18In October 2000, the plaintiff commenced her employment with the employer for the State of Victoria. She was an administrative consultant in housing and based at 12 Churchill Avenue, Ascot Vale.[6] The plaintiff remained in the employment at that premises until the date she last worked, on 5 March 2019.
[6]PCB 23
Injury with the employer
19The plaintiff sets out in her affidavit, in detail, the circumstances in which her psychiatric injury occurred. For the purposes of these Reasons for Judgment, I will not detail them in full, as they are set out in a lengthy manner in the plaintiff’s affidavit sworn on 4 May 2022 and was part of the exhibited Court Book. In summary form, the plaintiff alleges that she was bullied, undermined and subject to humiliating treatment from her supervisor, Lynette Linton, and fellow worker, Gordana Amos, over the period of her employment between 2013 and 2019.

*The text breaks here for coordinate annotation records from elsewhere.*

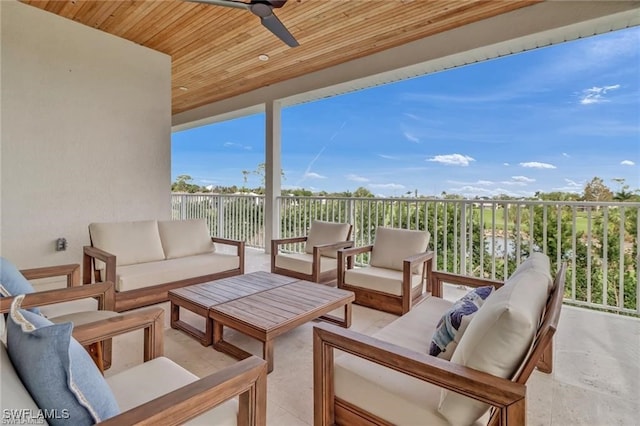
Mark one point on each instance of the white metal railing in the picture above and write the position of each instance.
(598, 240)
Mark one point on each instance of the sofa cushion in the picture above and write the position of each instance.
(454, 322)
(326, 233)
(303, 262)
(182, 238)
(379, 279)
(395, 397)
(152, 379)
(498, 338)
(392, 246)
(143, 275)
(12, 282)
(131, 242)
(58, 372)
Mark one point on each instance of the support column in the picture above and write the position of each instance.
(273, 171)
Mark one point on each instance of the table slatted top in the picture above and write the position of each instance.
(224, 290)
(279, 306)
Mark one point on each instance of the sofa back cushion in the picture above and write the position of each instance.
(326, 233)
(12, 282)
(392, 246)
(130, 242)
(181, 238)
(499, 337)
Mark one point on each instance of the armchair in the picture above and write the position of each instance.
(157, 391)
(318, 262)
(394, 280)
(390, 378)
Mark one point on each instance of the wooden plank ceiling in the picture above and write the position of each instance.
(215, 49)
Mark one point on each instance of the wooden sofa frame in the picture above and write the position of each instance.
(398, 305)
(130, 299)
(246, 379)
(316, 276)
(507, 397)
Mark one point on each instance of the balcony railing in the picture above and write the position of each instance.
(599, 241)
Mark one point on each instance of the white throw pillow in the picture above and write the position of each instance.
(181, 238)
(326, 233)
(392, 246)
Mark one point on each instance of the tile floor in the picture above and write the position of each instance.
(596, 379)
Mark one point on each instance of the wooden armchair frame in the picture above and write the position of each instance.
(316, 275)
(508, 397)
(398, 305)
(131, 299)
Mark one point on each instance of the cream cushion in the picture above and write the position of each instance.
(498, 338)
(303, 262)
(392, 246)
(155, 378)
(393, 396)
(182, 238)
(379, 279)
(130, 242)
(142, 275)
(326, 233)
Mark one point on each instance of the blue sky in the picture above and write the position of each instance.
(545, 120)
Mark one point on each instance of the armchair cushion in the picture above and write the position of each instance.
(379, 279)
(131, 242)
(392, 246)
(12, 282)
(303, 262)
(158, 377)
(182, 238)
(498, 338)
(58, 372)
(326, 233)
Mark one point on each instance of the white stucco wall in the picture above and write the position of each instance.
(85, 134)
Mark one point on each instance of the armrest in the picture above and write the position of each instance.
(439, 278)
(103, 291)
(71, 271)
(505, 395)
(88, 264)
(247, 378)
(151, 320)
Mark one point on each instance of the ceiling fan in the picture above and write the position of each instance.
(263, 9)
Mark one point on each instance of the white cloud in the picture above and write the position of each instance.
(523, 179)
(596, 95)
(356, 178)
(314, 175)
(537, 165)
(386, 186)
(452, 159)
(411, 137)
(237, 145)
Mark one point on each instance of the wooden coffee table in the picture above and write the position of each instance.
(200, 298)
(270, 313)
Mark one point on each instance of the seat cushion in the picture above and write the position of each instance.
(58, 372)
(498, 338)
(395, 397)
(152, 379)
(65, 308)
(303, 262)
(379, 279)
(131, 242)
(454, 322)
(12, 282)
(143, 275)
(182, 238)
(392, 246)
(326, 233)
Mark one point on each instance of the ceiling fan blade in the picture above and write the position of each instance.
(273, 24)
(225, 3)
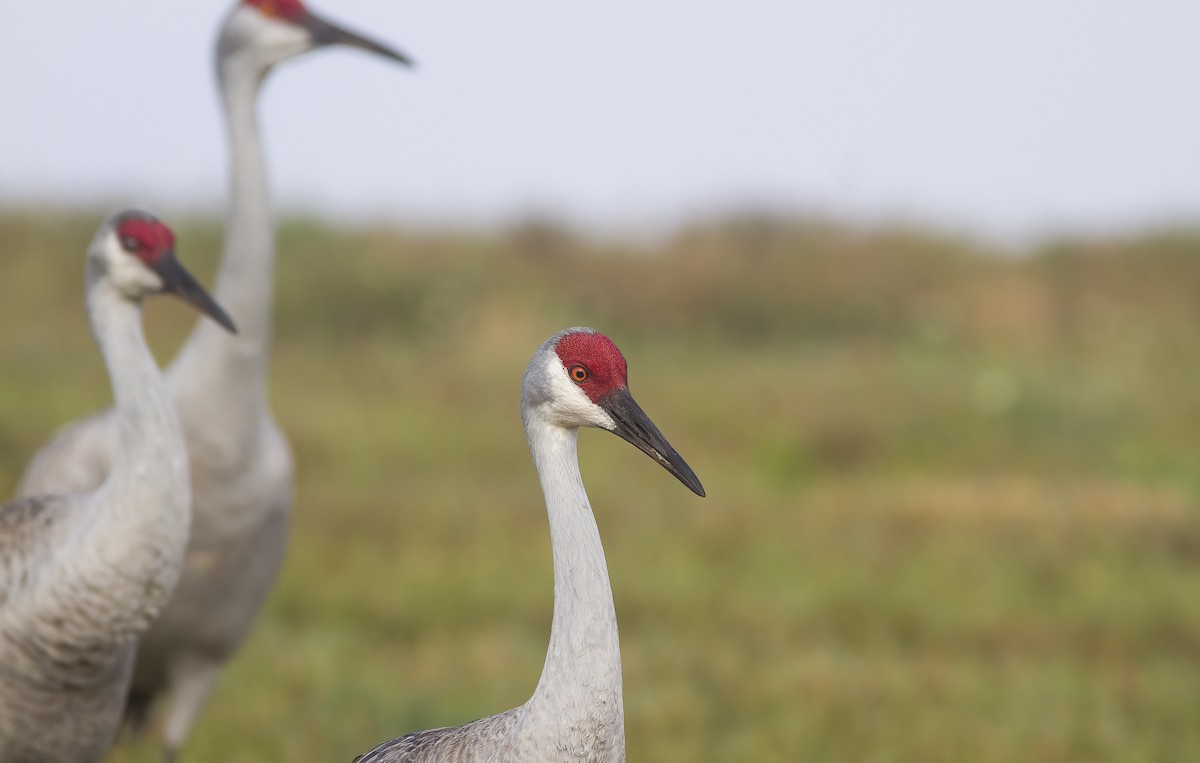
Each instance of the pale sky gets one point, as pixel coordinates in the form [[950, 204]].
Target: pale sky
[[1003, 118]]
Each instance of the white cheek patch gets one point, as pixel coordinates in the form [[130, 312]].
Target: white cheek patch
[[130, 275], [570, 406]]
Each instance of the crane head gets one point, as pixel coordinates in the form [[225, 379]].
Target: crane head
[[136, 252], [267, 32], [580, 378]]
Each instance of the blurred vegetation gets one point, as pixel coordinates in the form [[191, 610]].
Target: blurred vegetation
[[953, 514]]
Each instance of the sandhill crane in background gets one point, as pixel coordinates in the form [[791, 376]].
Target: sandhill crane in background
[[83, 575], [577, 378], [241, 463]]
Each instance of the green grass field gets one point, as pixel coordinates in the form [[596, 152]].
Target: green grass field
[[953, 496]]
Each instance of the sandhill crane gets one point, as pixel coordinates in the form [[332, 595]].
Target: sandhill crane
[[240, 461], [83, 575], [577, 378]]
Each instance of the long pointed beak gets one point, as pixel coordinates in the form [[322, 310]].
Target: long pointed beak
[[635, 427], [175, 280], [329, 34]]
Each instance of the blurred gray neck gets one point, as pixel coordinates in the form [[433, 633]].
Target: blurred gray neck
[[130, 539], [213, 364], [579, 698]]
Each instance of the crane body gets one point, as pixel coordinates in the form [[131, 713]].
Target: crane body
[[240, 461], [576, 713], [84, 575]]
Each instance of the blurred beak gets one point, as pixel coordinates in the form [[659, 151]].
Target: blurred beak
[[634, 426], [175, 280], [329, 34]]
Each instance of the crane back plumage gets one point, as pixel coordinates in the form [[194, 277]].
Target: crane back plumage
[[82, 576]]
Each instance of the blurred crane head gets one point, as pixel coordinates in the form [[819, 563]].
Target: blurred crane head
[[136, 253], [263, 32]]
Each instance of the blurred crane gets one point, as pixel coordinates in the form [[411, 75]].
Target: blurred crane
[[577, 378], [240, 462], [83, 575]]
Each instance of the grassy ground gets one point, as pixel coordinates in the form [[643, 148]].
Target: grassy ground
[[953, 514]]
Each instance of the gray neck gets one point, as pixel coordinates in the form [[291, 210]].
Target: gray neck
[[580, 688], [124, 554], [213, 364]]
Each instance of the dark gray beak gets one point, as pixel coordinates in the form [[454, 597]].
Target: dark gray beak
[[634, 426], [329, 34], [175, 280]]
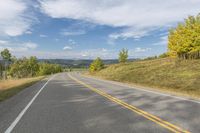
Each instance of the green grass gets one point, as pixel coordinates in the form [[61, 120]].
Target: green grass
[[8, 88], [171, 75]]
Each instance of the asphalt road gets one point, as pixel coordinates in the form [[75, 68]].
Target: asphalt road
[[71, 103]]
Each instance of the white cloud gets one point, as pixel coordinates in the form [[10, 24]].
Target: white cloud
[[14, 18], [3, 42], [67, 48], [73, 33], [17, 48], [137, 17], [163, 41], [140, 50], [30, 45], [43, 36]]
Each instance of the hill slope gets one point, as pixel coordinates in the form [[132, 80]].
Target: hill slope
[[166, 74]]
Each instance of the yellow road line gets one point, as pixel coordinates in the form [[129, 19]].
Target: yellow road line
[[145, 114]]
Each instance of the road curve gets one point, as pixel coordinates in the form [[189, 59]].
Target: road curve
[[70, 102]]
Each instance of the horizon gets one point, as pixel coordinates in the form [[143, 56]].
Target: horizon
[[67, 29]]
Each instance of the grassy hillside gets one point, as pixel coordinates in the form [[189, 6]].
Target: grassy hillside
[[11, 87], [166, 74]]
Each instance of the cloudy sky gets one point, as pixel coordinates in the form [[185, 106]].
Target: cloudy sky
[[90, 28]]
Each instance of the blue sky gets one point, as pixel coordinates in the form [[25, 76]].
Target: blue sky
[[85, 29]]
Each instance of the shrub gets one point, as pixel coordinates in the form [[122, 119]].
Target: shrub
[[123, 55], [96, 65]]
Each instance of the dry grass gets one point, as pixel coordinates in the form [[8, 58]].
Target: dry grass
[[10, 87], [168, 74]]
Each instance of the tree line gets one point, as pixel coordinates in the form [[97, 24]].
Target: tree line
[[11, 67]]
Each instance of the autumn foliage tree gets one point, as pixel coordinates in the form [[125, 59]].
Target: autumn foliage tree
[[123, 55], [184, 40]]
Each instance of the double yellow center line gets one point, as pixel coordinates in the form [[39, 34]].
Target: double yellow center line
[[147, 115]]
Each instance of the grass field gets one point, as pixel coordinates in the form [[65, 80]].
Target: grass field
[[169, 74], [9, 88]]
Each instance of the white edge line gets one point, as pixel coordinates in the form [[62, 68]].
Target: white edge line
[[140, 89], [14, 123]]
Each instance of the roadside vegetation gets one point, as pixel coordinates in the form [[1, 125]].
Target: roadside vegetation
[[10, 87], [17, 74], [176, 71]]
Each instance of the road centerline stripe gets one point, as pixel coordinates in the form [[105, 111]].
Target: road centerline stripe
[[147, 115], [18, 118]]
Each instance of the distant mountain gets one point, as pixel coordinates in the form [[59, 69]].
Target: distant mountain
[[79, 63]]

20The plaintiff lodged a claim for compensation with the defendant and the claim has been accepted. The plaintiff has been on WorkCover payments since 2019. I accept that the psychiatric injury complained of by the plaintiff arose out of and in the course of her employment with her employer.
21I accept that the plaintiff has had previous psychological difficulties and setbacks. In particular, the plaintiff sought the assistance of her general practitioner and a psychologist, Bridgette Benson, in 2011 and 2012, in respect of the separation and divorce from her husband. The plaintiff attended Ms Benson on two occasions in the latter part of 2011.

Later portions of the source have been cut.